# Help



## jmax27 (Feb 4, 2012)

Hi I am new to the Modeling hobby and have no good local shops to go to. I would like some help on what military model too start with. I will be doing this with my 10yr boy (he likes the battleship models).


----------



## John P (Sep 1, 1999)

Well, for military models, I usually order from www.squadron.com. Another good place is www.megahobby.com (they're members here at hoobytalk too!). I think the Megahobby site is probably easier to browse - squadron kind of requires you to know what you're looking for to use the search feature well.

I don't do ship models, but it seems to me that one of Hasegawa's 1/700 scale waterline ships would be a good place to begin. They're small, but detailed and good-looking.

I'll step back and let the ship experts take over now...


----------



## Disco58 (Apr 10, 2011)

jmax27 said:


> Hi I am new to the Modeling hobby and have no good local shops to go to. I would like some help on what military model too start with. I will be doing this with my 10yr boy (he likes the battleship models).


 There are a lot of variables in there. US battleships, or German, Russian, Japanese...? Even in the same scale they can very widely in size. I wouldn't go any bigger than 1/700. For a first build I might even say 1/1200. The smaller size generally means simpler (for kids simpler is always better!), with less 'fiddly bits' to contend with. How might you want to display it? 'Waterline' kits, in case you don't know, means the hull is cut off at the waterline, and by virtue of that require mounting on a flat surface. The point of those is for those who build ships at sea, and you'd have to finish by painting/molding water, wake, etc, which can get rather involved. Some waterline kits have the optional complete hull bottom, some don't. Even if it does, then you have another seam to glue, fill and sand. Which brand you pick is a crapshoot because Tamiya, Hasegawa and Italeri/Testors all have good kits, all have 'not so good', based on fit and ease of assembly, which is what he needs so he doesn't get frustrated easily. Then it's just a matter of teaching him the most basic modeling skills so he doesn't end up with a 'glue bomb'. Is it safe to presume 'Alton' is Alton, PA? There's a Hobby Lobby in Easton you could try. I'm not crazy about HL because some of their kits can get a little pricey, but if you get a 40% coupon off their website that takes a lot of the sting away.


----------



## jmax27 (Feb 4, 2012)

Disco58 said:


> There are a lot of variables in there. US battleships, or German, Russian, Japanese...? Even in the same scale they can very widely in size. I wouldn't go any bigger than 1/700. For a first build I might even say 1/1200. The smaller size generally means simpler (for kids simpler is always better!), with less 'fiddly bits' to contend with. How might you want to display it? 'Waterline' kits, in case you don't know, means the hull is cut off at the waterline, and by virtue of that require mounting on a flat surface. The point of those is for those who build ships at sea, and you'd have to finish by painting/molding water, wake, etc, which can get rather involved. Some waterline kits have the optional complete hull bottom, some don't. Even if it does, then you have another seam to glue, fill and sand. Which brand you pick is a crapshoot because Tamiya, Hasegawa and Italeri/Testors all have good kits, all have 'not so good', based on fit and ease of assembly, which is what he needs so he doesn't get frustrated easily. Then it's just a matter of teaching him the most basic modeling skills so he doesn't end up with a 'glue bomb'. Is it safe to presume 'Alton' is Alton, PA? There's a Hobby Lobby in Easton you could try. I'm not crazy about HL because some of their kits can get a little pricey, but if you get a 40% coupon off their website that takes a lot of the sting away.
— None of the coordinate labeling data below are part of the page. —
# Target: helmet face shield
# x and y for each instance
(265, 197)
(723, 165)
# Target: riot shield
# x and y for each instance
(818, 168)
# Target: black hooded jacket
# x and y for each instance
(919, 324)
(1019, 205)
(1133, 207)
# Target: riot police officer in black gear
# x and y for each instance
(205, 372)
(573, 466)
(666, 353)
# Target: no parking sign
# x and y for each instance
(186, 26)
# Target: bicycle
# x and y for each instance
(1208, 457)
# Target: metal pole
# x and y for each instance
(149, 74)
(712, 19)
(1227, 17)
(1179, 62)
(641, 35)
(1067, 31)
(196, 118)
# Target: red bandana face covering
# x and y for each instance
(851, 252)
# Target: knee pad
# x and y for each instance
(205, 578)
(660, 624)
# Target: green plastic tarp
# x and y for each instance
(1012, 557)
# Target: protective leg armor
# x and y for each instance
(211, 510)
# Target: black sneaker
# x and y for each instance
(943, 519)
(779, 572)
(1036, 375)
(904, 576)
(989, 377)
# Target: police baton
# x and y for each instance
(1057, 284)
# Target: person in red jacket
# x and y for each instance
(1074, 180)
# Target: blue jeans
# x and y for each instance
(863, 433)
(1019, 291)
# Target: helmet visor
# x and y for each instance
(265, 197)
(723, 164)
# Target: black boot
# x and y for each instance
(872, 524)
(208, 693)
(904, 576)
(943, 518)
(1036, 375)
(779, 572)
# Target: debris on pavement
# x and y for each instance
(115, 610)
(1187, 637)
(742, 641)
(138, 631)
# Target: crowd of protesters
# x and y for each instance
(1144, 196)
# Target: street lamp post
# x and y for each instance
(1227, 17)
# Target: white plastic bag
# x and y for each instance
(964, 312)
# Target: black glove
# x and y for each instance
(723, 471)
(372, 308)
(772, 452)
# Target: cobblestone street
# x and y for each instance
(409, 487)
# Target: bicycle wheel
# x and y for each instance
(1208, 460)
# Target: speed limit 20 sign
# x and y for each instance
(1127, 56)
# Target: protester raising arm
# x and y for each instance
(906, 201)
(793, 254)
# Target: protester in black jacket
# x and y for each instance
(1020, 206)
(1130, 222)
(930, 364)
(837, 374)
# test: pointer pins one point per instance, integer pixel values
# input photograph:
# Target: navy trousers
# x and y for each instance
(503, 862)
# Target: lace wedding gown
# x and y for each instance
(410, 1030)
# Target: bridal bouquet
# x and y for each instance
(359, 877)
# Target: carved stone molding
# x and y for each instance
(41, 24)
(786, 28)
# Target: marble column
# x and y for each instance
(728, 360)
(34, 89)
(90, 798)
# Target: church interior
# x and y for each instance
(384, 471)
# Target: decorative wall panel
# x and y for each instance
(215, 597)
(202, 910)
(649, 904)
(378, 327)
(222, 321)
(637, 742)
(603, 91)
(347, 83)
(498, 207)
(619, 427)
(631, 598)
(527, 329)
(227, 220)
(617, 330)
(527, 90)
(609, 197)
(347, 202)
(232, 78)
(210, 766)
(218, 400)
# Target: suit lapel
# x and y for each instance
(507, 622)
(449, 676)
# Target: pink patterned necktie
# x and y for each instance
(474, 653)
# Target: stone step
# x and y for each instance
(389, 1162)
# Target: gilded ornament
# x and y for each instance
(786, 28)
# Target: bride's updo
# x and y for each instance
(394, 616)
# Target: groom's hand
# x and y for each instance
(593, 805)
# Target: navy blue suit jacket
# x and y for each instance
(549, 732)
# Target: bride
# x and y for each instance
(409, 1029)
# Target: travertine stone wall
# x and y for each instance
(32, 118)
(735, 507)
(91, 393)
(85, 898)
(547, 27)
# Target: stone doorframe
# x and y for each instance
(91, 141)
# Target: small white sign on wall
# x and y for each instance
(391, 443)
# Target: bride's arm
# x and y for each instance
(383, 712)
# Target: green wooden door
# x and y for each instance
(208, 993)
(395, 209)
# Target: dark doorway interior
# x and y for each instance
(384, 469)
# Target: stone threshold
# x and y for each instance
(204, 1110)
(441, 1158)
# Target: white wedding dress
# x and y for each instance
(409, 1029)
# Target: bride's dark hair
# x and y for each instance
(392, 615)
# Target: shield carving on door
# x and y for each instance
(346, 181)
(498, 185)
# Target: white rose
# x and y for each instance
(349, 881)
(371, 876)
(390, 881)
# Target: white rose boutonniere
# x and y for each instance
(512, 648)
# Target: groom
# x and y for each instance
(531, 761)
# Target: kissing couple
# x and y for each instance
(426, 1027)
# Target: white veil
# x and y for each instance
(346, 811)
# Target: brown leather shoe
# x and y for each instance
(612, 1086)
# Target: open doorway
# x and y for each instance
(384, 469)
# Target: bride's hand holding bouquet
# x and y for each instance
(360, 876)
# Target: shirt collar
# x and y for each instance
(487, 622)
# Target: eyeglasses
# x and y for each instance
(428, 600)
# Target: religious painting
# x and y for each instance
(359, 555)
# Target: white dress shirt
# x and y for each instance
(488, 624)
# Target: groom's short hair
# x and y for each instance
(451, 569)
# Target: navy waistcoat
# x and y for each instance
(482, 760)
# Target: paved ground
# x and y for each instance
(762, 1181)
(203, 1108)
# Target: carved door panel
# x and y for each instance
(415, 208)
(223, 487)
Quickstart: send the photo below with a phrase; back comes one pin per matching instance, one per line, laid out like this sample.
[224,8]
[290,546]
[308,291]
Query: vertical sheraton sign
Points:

Alton, ILis where i am at and th for the help


----------



## MightyMax (Jan 21, 2000)

Hi and welcome.:wave:

The above etailers are very good. You live in Alton so are a stones throw from St. Louis. I recommend a drive to CRM Hobbies. They have a huge selection of kits and owner Chris and his wife are great people....

Max Bryant


----------



## Dave621955 (Aug 22, 2010)

Welcome,

It's nice to see a father son team building. As far as military models I like Tamiya kits for the ease of assembly. Trumpeter also makes a fantastic kit but -- they have a tendency to use two parts to make something that requires only one. For a first kit I'd shy away from Dragon, don't get me wrong they also make a fantastic kit but their tracks can be a real pain in the neck and their instructions can leave a lot to be desired, although their detail is great and they have a wide range of topics. I'd also probably pick a 35th scale kit. Granted there may be more parts but the parts are bigger and easier to assemble without the use of tongs and a magnifier. But then again I'm old. And I'd also "NOT" buy any addons, photo etch, resin stuff like that for a first time. I think making the first few kits simple and fun will keep you and your son interested in building.

This is of course IMHO (in my humble opinion). Dave


----------